Bien qu'il ait globalement pris en compte les ayant droits de 2011, le processus d'indemnisation vise aussi toutes les victimes des crises depuis 1990, comme l'a recommandé un rapport de la Commission dialogue, vérité et réconciliation (CDVR), une structure dont les travaux débutés fin septembre 2011 se sont achevées en 2015.

La Commission avait tenté d'adapter le concept de justice "transitionnelle" instauré dans l'Afrique du Sud post-apartheid, qui avait permis à ce pays, à force d'écoute et de dialogue entre bourreaux et victimes, de ne pas sombrer dans le chaos.

A partir d'un certificat de décès, d'un procès verbal de famille authentique, les ayant droits ont endossé en toute transparence leur chèque.

Un succès à faire pâlir d'envie les victimes de déchets toxiques déversés en 2006 à Abidjan, qui réclament toujours réparation, alors que Transfigura (la société mise en cause) avait versé la somme de 100 milliards de FCFA (152 millions d'euros) pour leur indemnisation, après un accord à l'amiable avec le gouvernement.
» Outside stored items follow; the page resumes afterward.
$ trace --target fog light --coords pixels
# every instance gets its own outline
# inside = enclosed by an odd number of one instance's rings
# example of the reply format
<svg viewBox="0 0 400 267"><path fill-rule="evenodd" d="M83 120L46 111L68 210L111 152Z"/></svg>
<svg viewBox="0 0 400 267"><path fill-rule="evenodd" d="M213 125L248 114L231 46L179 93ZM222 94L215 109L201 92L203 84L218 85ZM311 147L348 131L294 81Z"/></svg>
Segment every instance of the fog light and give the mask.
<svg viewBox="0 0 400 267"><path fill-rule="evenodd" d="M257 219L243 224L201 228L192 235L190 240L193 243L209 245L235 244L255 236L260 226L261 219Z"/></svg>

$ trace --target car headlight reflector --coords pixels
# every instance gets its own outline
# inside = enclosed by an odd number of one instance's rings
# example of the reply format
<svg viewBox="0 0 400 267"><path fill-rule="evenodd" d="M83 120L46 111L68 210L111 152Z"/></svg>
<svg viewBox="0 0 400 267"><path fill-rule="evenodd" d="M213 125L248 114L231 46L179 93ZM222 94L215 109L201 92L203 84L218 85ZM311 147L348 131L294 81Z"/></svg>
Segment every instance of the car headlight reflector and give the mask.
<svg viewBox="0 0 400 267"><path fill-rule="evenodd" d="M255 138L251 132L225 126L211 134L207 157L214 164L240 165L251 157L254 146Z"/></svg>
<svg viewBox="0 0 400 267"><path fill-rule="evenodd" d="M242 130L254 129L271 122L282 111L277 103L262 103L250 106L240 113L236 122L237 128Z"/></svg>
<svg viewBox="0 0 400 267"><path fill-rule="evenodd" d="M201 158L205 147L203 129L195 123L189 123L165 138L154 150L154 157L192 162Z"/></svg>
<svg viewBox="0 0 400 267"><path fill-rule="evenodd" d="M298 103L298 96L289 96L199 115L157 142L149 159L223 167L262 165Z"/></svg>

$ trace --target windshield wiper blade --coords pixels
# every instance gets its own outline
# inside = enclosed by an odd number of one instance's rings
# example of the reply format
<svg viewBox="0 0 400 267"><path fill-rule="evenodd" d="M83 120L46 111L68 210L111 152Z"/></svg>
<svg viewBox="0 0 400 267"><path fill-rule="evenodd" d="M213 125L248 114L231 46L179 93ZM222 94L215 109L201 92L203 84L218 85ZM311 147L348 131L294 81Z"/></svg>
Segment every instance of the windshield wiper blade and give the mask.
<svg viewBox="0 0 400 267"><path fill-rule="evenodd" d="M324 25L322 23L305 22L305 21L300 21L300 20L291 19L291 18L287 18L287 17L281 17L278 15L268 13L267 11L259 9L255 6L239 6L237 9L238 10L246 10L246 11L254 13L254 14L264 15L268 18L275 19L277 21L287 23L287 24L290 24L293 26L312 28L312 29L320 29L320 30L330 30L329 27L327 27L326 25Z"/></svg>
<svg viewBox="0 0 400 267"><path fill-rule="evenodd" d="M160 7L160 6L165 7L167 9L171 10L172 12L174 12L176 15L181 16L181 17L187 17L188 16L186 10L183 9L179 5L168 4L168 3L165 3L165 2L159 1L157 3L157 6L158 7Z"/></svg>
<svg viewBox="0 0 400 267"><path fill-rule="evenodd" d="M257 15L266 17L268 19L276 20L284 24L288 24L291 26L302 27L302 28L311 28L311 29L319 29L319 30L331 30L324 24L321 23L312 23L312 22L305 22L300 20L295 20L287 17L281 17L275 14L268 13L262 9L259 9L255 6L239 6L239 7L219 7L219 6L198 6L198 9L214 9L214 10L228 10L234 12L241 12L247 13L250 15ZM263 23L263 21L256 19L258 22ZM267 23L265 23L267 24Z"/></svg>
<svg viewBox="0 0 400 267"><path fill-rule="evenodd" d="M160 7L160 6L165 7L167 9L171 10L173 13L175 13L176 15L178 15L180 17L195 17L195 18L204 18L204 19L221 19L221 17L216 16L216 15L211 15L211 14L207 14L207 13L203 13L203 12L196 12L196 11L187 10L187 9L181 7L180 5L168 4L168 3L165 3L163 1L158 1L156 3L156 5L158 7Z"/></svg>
Mais ces fonds ont été détournés par des associations de fausses victimes.

L'expérience acquise par Mme Mariatou Koné, lorsqu'elle dirigeait de 2012 à 2016 le Programme national de cohésion sociale, une structure étatique en charge de l'indemnisation des victimes, a largement contribué au succès de l'opération ivoirienne, vue comme un modèle à l'extérieur.

"Le Mali, la République centrafricaine, la République démocratique du Congo et le Togo sont venus à notre école pour s'inspirer de notre modèle. Le fait que nous ayons pu franchir le pas et commencer les indemnisations a été fortement apprécié. C'est une fierté pour nous", affirme Mme Koné.

Mais traumatisées par les crises qu'a connues le pays depuis 25 ans, les victimes ne cachent pas leur inquiétude à l'approche de la présidentielle de 2020.

"Nous avons des craintes pour 2020, on a commencé à avoir le sommeil difficile (...) Nous avons peur à cause des propos des politiciens", dit Mamadou Soromidjo Coulibaly, président de la principale association de victimes de la crise.

"Nous devrons faire en sorte que nous n'ayons pas à revivre ce que nous avons connu en 2011, en étant tolérant(...) dans nos comportements", conseille la ministre ivoirienne. "Nous n'avons qu'un seul pays".